Saliva F is 24 hrs a day continuous. And it is there mostly because the largest percent of F in the blood is from F'd water consumption (NRC).
F accunulates in bone of adults in F"d water areas to thousands of mg/kg long before F'd toothpaste,was widely used. Also the Dean studues,in the,30's reported,substantial dental fluorosis in 1 ppm fluoride water areas., long before,F toothpaste,was ever thought of.
Re: Evidence & Ethics
Yes, Richard, sometimes the majority does not prevail. That is wrong, but it happens. It happened in my city when the council ignored a referendum and several opinion polls they had commissioned to follow the non-scientific claims of an ideologically motivated group - with help from the Connett crowd.

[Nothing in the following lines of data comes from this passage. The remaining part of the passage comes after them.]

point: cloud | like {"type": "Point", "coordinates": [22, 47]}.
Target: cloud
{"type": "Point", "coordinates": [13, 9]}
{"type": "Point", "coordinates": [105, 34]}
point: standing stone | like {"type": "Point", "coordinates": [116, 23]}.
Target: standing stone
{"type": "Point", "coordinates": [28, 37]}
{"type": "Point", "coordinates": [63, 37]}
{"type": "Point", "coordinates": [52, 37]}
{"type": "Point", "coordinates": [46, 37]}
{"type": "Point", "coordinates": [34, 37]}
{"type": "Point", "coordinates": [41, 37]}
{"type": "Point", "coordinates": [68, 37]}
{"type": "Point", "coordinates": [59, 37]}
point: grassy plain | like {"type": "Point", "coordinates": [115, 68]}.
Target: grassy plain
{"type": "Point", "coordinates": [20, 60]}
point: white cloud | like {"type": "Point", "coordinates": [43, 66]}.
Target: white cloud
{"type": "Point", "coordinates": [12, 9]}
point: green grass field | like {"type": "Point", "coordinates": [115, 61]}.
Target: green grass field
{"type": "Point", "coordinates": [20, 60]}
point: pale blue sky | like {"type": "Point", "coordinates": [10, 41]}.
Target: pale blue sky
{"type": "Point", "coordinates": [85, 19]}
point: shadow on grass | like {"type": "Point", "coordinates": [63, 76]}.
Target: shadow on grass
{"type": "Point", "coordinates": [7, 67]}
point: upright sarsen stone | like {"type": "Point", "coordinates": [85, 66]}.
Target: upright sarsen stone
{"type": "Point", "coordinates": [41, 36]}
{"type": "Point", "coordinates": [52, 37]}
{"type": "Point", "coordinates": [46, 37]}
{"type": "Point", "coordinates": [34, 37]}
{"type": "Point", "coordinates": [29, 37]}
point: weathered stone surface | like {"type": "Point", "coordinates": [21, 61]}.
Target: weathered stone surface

But, sometimes democracy has to be fought for. That is what happened in our community and the people, in the end, won.
But local body politics is pathetic. Driven by all sorts of egos, commercial interests, and political infighting.
I think we have discussed the issue of the fluoride concentration of saliva. You ignore completely that this is determined by things like the F content of food and beverages or water - directly. As well as by regular toothbrushing.
You are relying on a figure for freshly excreted saliva and ignoring completely the direct effects of food, beverage, and toothpaste.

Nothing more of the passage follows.